On Monday, both US Airways (LCC) and American Airlines (AAMRQ) saw their shares rally sharply after talk that the government might actually be open for a settlement and it might give the two companies a conditional "green light" if they agree to make some concessions. This is the first time since the announcement of the DOJ lawsuit that the government is willing to negotiate as the court case is scheduled to start in a couple weeks.
When the Department of Justice first announced the lawsuit it was going to pursue against the two airline companies, some analysts downplayed it by saying that the government would end up sitting down with these companies and settling on terms. Back then, the government officials said that they had absolutely no interest in settling with the two companies and they wanted the merger to fall apart regardless of what concessions the airline companies could come up with.
On Monday, the U.S. attorney general Eric Holder said that the government would be fine with settling with the airline companies if they agree to give up on some take-off and landing spots in several airports including Reagan National at the nation's capital. This is the first time ever the government openly said it would be ok with the idea of a merger and the government's tone is a lot different than how it was a few months ago. As the government shutdown slowed the hand of the government, it probably found itself in a position that is difficult to defend in court.
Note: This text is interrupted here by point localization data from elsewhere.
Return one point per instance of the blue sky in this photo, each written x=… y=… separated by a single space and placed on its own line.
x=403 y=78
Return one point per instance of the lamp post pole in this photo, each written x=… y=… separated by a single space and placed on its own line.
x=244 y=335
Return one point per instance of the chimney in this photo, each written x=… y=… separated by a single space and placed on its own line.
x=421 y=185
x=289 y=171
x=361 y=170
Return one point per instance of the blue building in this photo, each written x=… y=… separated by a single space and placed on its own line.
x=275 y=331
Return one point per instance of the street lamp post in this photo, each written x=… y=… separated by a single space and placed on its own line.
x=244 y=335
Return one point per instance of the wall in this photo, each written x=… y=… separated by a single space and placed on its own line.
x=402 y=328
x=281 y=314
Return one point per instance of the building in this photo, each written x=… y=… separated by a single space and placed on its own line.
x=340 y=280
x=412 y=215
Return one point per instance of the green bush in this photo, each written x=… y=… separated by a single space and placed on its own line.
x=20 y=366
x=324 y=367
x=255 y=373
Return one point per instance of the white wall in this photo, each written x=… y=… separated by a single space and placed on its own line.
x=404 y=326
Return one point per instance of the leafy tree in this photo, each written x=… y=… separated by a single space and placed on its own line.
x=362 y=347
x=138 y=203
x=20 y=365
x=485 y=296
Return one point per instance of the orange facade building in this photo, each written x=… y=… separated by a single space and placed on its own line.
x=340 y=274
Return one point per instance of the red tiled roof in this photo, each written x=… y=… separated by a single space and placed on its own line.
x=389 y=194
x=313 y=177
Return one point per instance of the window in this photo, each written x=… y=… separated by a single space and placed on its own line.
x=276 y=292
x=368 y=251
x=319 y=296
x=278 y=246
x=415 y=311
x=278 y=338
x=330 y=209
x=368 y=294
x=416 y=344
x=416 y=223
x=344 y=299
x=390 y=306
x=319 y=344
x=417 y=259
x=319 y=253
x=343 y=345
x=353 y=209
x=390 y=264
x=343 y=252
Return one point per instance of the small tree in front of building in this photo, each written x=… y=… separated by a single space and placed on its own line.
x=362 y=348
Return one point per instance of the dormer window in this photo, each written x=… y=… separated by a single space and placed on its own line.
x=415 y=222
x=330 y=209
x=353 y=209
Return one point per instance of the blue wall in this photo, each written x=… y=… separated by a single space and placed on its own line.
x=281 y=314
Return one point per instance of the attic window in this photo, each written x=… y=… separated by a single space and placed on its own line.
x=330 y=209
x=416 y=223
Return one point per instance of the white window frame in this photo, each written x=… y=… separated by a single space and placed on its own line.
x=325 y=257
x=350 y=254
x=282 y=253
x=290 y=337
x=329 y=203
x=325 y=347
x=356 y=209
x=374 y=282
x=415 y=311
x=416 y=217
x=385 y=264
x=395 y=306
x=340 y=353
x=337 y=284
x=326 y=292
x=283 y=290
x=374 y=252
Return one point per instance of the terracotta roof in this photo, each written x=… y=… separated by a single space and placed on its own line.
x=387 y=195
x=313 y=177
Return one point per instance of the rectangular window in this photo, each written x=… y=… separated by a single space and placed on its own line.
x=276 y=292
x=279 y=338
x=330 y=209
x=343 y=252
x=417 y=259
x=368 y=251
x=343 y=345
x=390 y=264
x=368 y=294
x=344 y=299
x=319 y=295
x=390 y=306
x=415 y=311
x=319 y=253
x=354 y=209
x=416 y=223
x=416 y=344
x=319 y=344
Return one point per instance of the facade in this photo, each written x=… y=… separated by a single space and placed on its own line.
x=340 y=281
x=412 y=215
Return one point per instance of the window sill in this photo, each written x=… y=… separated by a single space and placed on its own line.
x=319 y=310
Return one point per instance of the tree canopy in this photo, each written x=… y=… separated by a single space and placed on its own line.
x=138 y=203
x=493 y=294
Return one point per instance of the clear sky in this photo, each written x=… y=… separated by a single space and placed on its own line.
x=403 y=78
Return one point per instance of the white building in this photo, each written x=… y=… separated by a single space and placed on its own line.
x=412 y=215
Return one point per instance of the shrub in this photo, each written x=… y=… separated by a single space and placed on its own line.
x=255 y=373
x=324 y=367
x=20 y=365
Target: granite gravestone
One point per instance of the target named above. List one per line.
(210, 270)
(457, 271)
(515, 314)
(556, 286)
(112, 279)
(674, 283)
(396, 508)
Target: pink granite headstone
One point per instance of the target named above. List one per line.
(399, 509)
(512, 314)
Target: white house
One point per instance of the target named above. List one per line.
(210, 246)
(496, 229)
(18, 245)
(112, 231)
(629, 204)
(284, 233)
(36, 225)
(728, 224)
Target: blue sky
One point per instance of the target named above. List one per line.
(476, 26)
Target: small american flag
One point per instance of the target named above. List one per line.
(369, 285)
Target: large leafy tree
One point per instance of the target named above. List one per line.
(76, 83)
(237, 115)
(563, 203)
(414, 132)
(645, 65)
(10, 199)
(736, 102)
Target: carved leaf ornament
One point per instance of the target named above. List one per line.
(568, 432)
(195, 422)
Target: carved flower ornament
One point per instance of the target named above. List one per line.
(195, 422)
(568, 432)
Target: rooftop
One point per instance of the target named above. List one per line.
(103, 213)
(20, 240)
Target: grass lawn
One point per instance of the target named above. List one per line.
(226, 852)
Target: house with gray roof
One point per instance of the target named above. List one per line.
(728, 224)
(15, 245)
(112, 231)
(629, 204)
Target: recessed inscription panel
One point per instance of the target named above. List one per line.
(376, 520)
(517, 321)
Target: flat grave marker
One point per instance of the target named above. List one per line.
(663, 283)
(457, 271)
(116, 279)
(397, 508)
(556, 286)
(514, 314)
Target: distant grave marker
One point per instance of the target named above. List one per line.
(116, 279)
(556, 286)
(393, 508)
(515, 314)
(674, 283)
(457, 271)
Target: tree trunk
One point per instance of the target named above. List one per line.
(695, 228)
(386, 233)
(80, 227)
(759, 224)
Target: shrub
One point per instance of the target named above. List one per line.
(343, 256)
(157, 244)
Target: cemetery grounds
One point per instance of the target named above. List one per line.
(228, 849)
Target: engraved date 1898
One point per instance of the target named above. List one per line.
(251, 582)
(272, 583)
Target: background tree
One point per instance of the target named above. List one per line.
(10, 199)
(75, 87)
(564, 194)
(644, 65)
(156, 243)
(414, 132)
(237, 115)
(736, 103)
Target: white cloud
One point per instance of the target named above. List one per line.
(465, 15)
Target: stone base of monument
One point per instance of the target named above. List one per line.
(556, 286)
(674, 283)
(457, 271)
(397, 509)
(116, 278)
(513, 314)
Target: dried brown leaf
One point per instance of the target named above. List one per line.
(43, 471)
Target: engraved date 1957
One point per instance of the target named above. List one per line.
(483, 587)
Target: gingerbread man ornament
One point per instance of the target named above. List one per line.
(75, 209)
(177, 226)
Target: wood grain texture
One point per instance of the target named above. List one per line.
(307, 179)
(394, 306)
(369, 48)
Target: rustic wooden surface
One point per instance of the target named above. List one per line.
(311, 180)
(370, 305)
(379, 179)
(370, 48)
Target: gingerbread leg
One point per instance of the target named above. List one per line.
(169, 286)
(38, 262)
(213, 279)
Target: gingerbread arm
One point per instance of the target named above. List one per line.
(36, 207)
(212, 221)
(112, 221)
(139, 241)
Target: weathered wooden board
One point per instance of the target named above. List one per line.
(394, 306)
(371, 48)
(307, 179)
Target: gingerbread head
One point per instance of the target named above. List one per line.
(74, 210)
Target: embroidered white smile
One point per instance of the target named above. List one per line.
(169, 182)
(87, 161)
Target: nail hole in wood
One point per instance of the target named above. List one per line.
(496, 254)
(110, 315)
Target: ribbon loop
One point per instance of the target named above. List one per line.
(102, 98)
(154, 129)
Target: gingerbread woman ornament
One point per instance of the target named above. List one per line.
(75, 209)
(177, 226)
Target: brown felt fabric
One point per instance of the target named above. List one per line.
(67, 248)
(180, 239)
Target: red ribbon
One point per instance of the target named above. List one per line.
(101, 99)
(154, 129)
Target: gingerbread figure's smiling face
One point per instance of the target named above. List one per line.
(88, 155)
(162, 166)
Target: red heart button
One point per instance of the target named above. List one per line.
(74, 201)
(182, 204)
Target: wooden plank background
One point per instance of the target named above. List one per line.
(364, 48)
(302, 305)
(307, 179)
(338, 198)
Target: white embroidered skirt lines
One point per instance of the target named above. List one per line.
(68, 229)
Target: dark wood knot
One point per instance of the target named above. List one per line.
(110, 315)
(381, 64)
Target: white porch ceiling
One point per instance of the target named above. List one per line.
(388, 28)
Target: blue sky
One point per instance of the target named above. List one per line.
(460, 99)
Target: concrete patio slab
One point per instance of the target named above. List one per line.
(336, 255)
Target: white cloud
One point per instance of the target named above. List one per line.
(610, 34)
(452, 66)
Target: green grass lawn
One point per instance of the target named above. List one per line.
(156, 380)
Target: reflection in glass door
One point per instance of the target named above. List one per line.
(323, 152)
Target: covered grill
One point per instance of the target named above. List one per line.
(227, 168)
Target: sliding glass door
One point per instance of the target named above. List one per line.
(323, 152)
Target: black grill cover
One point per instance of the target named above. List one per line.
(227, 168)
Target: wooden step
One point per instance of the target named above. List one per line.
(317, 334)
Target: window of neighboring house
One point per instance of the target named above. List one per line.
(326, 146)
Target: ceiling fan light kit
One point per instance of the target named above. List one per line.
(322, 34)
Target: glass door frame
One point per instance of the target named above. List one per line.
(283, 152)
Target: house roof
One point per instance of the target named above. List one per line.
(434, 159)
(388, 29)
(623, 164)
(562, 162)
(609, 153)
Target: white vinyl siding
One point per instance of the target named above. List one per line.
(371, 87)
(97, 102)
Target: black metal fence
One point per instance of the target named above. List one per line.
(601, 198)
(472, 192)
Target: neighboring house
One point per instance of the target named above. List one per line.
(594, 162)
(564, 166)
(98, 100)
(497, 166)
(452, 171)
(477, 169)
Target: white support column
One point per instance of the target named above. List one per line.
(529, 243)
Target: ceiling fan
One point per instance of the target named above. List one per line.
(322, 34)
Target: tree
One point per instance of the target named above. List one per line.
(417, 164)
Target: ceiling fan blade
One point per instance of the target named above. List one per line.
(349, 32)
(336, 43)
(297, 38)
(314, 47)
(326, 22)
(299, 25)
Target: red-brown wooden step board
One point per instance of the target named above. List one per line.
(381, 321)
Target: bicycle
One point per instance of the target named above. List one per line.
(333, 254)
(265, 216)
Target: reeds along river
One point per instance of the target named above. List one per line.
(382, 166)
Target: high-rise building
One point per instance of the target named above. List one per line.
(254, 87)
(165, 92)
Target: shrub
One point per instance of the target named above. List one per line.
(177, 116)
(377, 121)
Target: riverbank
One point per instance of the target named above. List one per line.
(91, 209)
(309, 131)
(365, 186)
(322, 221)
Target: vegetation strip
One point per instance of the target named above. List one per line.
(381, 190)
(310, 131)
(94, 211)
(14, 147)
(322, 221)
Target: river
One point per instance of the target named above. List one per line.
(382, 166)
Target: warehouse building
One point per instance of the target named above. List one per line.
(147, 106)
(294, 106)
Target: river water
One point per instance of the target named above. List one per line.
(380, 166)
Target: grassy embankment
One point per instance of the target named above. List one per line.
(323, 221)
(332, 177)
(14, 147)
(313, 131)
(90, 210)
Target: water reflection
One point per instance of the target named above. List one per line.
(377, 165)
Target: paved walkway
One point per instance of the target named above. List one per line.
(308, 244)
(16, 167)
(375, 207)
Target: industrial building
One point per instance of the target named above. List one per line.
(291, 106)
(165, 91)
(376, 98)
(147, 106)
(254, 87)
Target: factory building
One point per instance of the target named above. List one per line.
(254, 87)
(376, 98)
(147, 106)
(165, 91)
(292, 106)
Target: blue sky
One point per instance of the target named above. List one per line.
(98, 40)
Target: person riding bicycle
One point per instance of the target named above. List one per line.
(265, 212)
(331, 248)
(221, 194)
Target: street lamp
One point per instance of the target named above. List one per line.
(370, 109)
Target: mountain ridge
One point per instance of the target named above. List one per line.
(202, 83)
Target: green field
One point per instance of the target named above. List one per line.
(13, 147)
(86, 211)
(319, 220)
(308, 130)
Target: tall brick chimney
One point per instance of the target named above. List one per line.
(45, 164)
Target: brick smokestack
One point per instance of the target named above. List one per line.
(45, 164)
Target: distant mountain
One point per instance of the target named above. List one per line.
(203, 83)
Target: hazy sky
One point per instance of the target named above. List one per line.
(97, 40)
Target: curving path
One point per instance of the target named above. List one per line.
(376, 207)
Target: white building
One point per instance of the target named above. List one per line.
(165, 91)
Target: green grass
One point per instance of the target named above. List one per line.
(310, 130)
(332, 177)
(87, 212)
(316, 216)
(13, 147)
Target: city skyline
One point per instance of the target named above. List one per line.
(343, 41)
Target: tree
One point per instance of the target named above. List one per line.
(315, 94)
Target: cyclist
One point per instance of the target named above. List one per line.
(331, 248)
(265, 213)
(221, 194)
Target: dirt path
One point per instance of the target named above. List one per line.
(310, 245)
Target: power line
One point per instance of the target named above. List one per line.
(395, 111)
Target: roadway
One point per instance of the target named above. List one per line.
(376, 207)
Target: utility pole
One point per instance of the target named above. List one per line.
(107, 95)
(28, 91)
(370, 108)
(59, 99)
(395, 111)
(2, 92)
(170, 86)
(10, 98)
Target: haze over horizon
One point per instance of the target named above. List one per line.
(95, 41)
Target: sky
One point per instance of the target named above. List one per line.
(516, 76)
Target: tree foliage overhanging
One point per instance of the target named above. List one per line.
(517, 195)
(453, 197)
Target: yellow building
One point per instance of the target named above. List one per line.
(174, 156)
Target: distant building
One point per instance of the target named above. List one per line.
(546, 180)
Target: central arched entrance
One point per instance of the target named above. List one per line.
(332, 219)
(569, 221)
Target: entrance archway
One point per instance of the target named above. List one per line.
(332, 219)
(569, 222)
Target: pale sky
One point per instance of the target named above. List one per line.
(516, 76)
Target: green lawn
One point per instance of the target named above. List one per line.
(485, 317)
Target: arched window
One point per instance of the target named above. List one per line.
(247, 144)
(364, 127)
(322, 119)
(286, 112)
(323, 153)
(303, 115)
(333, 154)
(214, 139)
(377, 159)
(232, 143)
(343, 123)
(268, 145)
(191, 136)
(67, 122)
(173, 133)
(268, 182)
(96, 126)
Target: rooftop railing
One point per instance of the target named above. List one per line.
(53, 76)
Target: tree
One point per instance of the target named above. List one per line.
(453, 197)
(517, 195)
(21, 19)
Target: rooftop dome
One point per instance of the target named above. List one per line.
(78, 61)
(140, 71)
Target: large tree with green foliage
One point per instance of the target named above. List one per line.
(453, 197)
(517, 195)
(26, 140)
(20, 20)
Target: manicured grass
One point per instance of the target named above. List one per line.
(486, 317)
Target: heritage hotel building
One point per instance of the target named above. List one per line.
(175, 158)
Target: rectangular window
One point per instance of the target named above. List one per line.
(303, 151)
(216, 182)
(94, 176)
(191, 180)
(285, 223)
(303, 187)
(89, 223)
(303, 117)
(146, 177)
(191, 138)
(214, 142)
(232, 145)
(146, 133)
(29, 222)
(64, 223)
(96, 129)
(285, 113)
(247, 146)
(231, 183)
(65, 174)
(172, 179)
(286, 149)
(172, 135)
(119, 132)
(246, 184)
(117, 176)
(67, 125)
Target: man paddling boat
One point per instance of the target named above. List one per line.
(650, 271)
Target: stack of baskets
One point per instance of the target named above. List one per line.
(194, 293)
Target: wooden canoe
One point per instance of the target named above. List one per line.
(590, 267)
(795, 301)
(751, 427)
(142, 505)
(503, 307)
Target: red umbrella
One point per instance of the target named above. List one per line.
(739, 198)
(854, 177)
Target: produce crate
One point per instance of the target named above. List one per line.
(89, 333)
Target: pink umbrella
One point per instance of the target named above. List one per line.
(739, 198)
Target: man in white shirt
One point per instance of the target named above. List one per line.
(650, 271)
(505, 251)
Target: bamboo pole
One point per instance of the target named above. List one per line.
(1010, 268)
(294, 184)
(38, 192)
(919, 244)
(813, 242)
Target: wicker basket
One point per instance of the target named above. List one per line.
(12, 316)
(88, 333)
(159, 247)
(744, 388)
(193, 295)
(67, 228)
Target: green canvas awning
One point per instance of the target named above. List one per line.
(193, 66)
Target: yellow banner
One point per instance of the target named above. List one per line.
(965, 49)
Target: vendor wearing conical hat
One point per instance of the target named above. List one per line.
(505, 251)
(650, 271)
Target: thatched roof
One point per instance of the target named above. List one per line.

The government will still look for solutions that are likely to alleviate its concerns, such as decreased competition, too much pricing power and too many spots to be held by the merged company in certain airports. For the next two weeks, negotiations will be going on to determine the best course of action and the best case scenario calls for a settlement before the court date.
It is very surprising to hear Mr. Holder talk about the case before the court date. A lot of people predicted that the government would be negotiating with the airline companies for a solution before the court date, but no one really expected the government to be vocal about it.
A lot of investors are taking this development as a green light from the government for the merger. The shares of American Airlines rallied by about 25% and US Airways appreciated by another 5% in the earlier hours of trading but ended the day up by only 1%. While I agree that this is a huge development, there is still a lot of work to do in the next 2 weeks before a settlement can be reached.
I have been covering this merger for nearly a year and US Airways has been one of my best performing stocks this year. In the last 52 weeks, the shares of US Airways rallied by 82% and since early 2011, investors saw the value of their shares appreciate by 410%. While some of the rally was fueled by the merger speculation, much of the rally could be attributable to the success of US Airways CEO Doug Parker. Under Mr. Parker's management, US Airways was able to grow its earnings by more than 300% in the last couple years. Even after multiplying in the last couple years, US Airways is still cheap with a trailing P/E of 8 and forward P/E of 7. This is why I kept insisting that the company was cheap regardless of whether the merger happened or not.
After the merger, each share of US Airways will become a share of the new American Airlines (the company's name will be American Airlines) and these shares will make up 28% of the new company. If the merger happens, the combined company is expected to generate $40 billion in revenues and $2-3 billion in net earnings. Even if we take a conservative P/E ratio of 8 to value this company, we would be looking at a new American Airlines that's worth $20 billion. If US Airways makes up 28% of the new company, this values US Airways at $5.6 billion, which is far above the company's current value of $4.4 billion. After the merger, the shares of US Airways should be worth $28-30. If the merger doesn't happen, US Airways should still be worth around $25, given its low valuation. The company's current market value is $4.4 whereas its cash and short term investments alone total $3.5 billion. I currently have some shares of US Airways in addition to some calls. I used to sell covered calls every month in order to increase my overall return (which brought my breakeven price to far below $10). However, I haven't done that recently. Regardless of the merger, US Airways continues to offer strong value to investors. The next couple weeks will be very busy and exciting for the management and shareholders of US Airways as the merger story will end one way or another.
Disclosure: I am long LCC. I wrote this article myself, and it expresses my own opinions. I am not receiving compensation for it (other than from Seeking Alpha). I have no business relationship with any company whose stock is mentioned in this article.